Admiral also argues that it is relieved from liability because the debtor breached the Policy's cooperation clause by entering into stipulations with certain personal injury plaintiffs to modify the automatic stay to permit their personal injury actions to go forward, where those plaintiffs agreed to limit their recovery to available insurance. This argument too *405 must fail. The automatic stay does not shield issuers of liability insurance policies from making payments which would otherwise be due under the policy by reason of the insured's bankruptcy. The purpose of the automatic stay is to protect property of the estate from being seized by individual creditors, so that assets will be available for proper distribution to the creditor body. In re New Era, Inc., 135 F.3d 1206, 1210 (7th Cir.1998) ("Nor would [the debtor's insurer] have had standing to submit even a timely opposition to the lifting of the stay, since the stay is for the protection of the debtor and its creditors"). Where, as here, the plaintiffs have agreed that they will not seek any recovery from estate assets, there is no basis for continuing the automatic stay. Put differently, where a plaintiff seeks relief from the stay to pursue a claim in another forum, the interests or desires of the insurance company which provides coverage of the claim are not considered in determining whether the stay should be lifted. See In re Sonnax Industries, Inc., 907 F.2d 1280 (2d Cir.1990) (setting forth the factors to be considered in determining whether to modify the automatic stay to permit an action against the debtor to proceed in another forum). Under these circumstances, a failure by the debtor to inform Admiral that it had stipulated to permit these actions to go forward in state court cannot constitute a failure to "cooperate . . . in the investigation or settlement of the claim or defense against the `suit'."
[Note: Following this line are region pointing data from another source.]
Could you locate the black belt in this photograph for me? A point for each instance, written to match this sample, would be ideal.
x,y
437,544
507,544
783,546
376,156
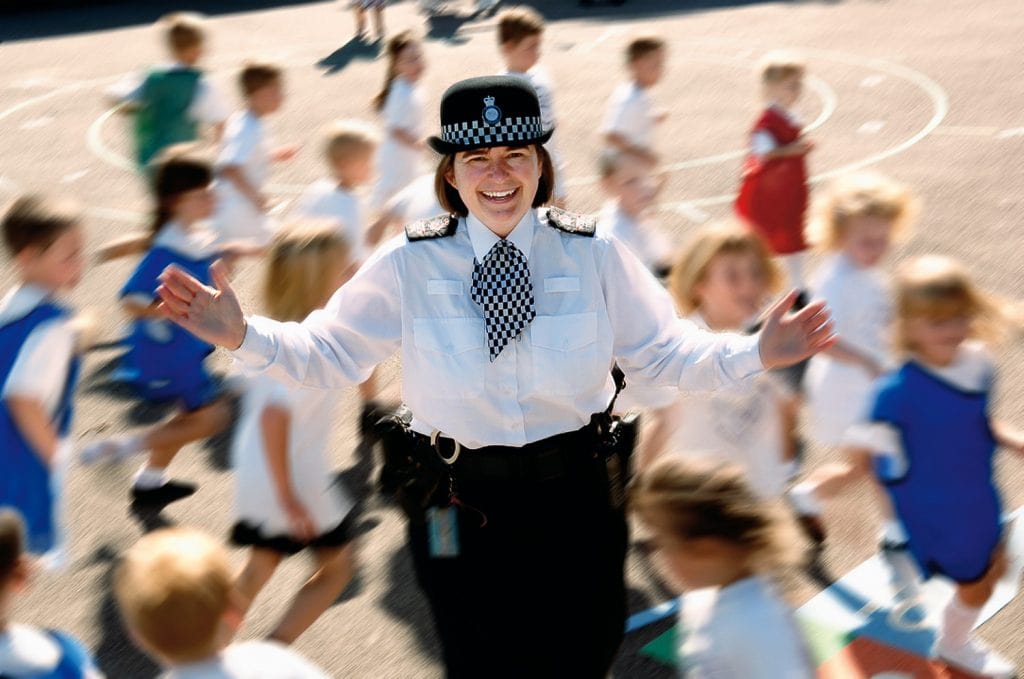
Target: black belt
x,y
547,459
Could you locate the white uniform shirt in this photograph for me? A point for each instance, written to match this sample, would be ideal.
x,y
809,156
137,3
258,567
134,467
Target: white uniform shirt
x,y
861,308
741,631
27,651
207,107
631,115
326,199
250,660
595,304
245,145
642,237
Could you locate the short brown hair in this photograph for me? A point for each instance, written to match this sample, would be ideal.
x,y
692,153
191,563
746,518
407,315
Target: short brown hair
x,y
642,46
449,197
11,543
683,500
780,65
517,24
257,75
35,220
182,31
173,588
344,138
690,267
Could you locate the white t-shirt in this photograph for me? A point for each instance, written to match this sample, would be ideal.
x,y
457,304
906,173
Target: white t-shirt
x,y
859,300
397,163
28,651
642,237
245,145
325,199
311,416
631,115
742,424
741,631
417,201
207,107
250,660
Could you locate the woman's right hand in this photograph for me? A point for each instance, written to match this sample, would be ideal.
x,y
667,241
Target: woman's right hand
x,y
213,314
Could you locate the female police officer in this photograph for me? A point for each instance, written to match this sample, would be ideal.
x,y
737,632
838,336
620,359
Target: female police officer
x,y
508,320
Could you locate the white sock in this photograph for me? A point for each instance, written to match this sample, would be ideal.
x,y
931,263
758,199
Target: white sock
x,y
148,477
957,621
794,264
892,532
804,500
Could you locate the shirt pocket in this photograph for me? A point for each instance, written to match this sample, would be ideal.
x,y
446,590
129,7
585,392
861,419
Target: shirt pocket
x,y
450,357
565,353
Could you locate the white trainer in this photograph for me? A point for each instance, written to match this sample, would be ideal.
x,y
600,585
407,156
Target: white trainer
x,y
976,658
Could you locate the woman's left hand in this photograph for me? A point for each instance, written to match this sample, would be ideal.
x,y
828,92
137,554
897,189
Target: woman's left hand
x,y
788,338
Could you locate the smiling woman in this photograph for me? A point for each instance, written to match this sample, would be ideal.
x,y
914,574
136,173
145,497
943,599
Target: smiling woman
x,y
509,316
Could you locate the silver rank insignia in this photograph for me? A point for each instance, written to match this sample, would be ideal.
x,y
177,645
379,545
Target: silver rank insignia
x,y
492,114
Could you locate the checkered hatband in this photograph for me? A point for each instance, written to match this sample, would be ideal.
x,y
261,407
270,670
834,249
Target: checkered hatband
x,y
502,288
476,132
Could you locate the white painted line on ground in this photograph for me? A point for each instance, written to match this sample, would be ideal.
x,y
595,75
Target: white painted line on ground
x,y
871,127
966,131
72,177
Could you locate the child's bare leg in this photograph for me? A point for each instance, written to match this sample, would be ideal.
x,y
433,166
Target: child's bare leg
x,y
256,573
333,573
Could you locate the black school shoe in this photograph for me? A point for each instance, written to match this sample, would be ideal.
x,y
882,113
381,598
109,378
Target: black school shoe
x,y
162,495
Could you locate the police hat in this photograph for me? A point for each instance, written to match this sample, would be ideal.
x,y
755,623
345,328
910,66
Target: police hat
x,y
494,111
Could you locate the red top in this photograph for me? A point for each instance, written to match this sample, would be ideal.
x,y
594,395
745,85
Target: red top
x,y
773,194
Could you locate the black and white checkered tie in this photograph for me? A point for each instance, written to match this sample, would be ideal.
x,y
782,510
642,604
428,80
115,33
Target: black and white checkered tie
x,y
502,287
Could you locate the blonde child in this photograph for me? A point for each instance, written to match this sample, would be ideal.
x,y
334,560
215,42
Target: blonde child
x,y
164,363
25,650
175,593
773,191
721,281
245,158
399,159
931,438
857,218
629,124
720,542
173,101
520,31
286,498
39,365
628,179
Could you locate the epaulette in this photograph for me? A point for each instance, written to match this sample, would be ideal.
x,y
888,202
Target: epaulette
x,y
571,222
434,227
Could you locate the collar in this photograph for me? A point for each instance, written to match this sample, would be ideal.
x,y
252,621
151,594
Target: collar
x,y
194,244
483,239
20,300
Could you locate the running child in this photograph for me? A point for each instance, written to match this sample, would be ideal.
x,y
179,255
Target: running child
x,y
173,102
931,438
165,364
399,103
244,162
286,497
39,366
720,543
722,281
175,593
773,193
27,650
630,122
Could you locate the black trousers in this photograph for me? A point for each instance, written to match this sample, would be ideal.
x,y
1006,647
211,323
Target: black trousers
x,y
539,590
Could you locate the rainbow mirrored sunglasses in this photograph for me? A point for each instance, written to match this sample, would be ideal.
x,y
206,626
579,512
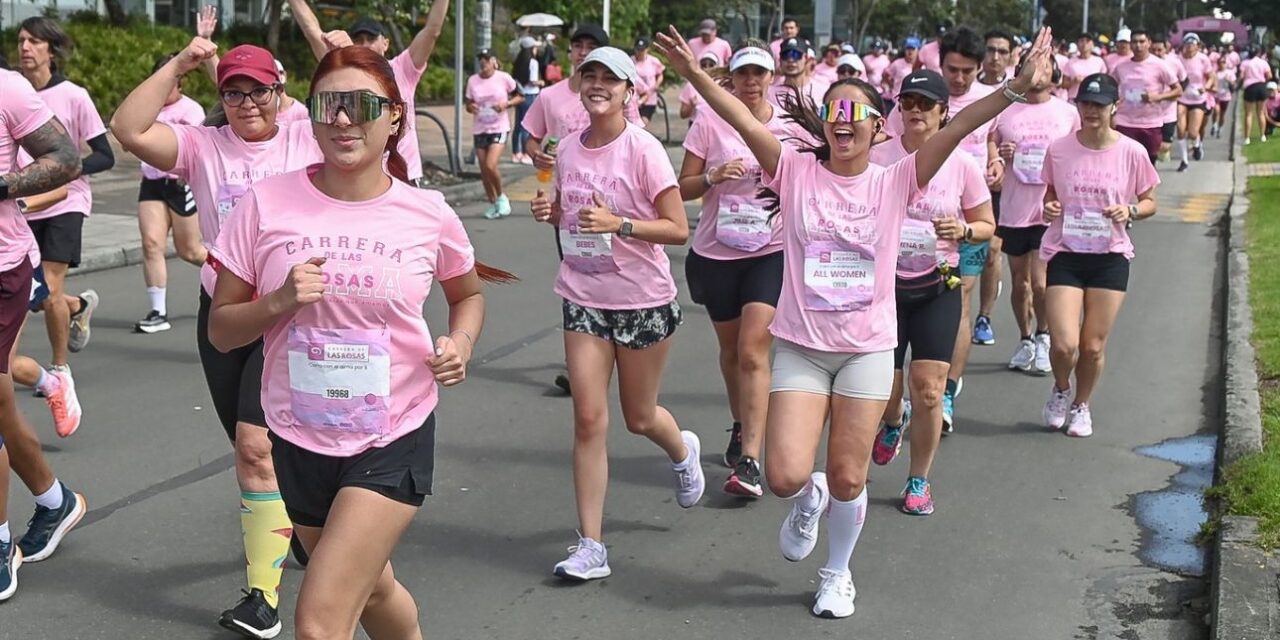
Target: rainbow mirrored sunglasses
x,y
360,106
846,110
Admiral also argues that the debtor breached the cooperation clause by failing to notify it of a claim by one Marquette Norman which allegedly arose within the policy period. The debtor asserts that this claim is covered by a policy issued by another insurer, Zurich, which is defending the action, and has submitted a letter from that insurer stating that it is taking responsibility for the defense of the action. Accordingly, this does not provide any basis for denying Grace's summary judgment motion.
For all of the foregoing reasons, Admiral's motion for summary judgment is denied, and Grace's motion for summary judgment is granted. Grace is directed to settle an appropriate order.